Found a little Gnosis...and I feel fine. ;)
Belief. I have belief, but what do I believe? That...I believe...is a very good question to which I've had more answers than questions.
I started out, as do most from the South, indoctrinated in Protestant based Christian teachings. I rejected that early on as completely contrary to the world around me. So I turned to science, some of which made sense, much of which seemed short sighted and overly restrictive. Then I turned to philosophy...I fell asleep nearly smothered by the book on my face. Eventually, I returned to a more liberated spirituality. A more open and investigative spirituality. I suppose I became a seeker of sorts. Through chance encounters and very deliberate experience, I found some things that worked, some that made sense, but generally I found a group of people left very much wanting. I've spent much of the last few years lingering on the outer boundaries of this community left wanting, but that may have finally changed.
I seem to have, in fits and starts over the last two years, come upon something which answers more questions than anything before. At the same time, it does something much more important than simply answering questions...it actually feels correct. Not forced. Not almost a good fit, which I might be able to squeeze my spirituality into if I hold my breath just right.
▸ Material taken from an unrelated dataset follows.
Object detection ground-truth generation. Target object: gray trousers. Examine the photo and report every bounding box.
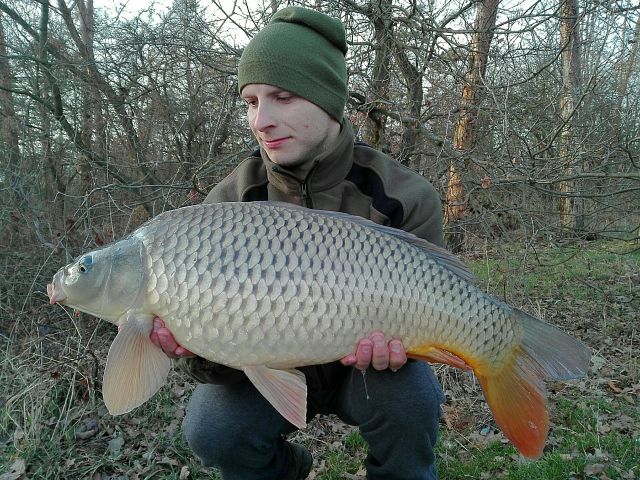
[183,361,444,480]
This time, I may have found the thing that is right, because it is telling me a story I already knew.
I have discovered...or more correctly...recognized the stories and "myths" of Gnosticism, to be those I've known as far back as my limited memory allows me to recall...maybe even a little further. From their belief that all is not right in the world and beyond, to the more personally accurate story of creation, "salvation" and beyond. Even to the very purpose and reason for our existence and that of the universes. It's less a recent discovery than it is a recalled memory.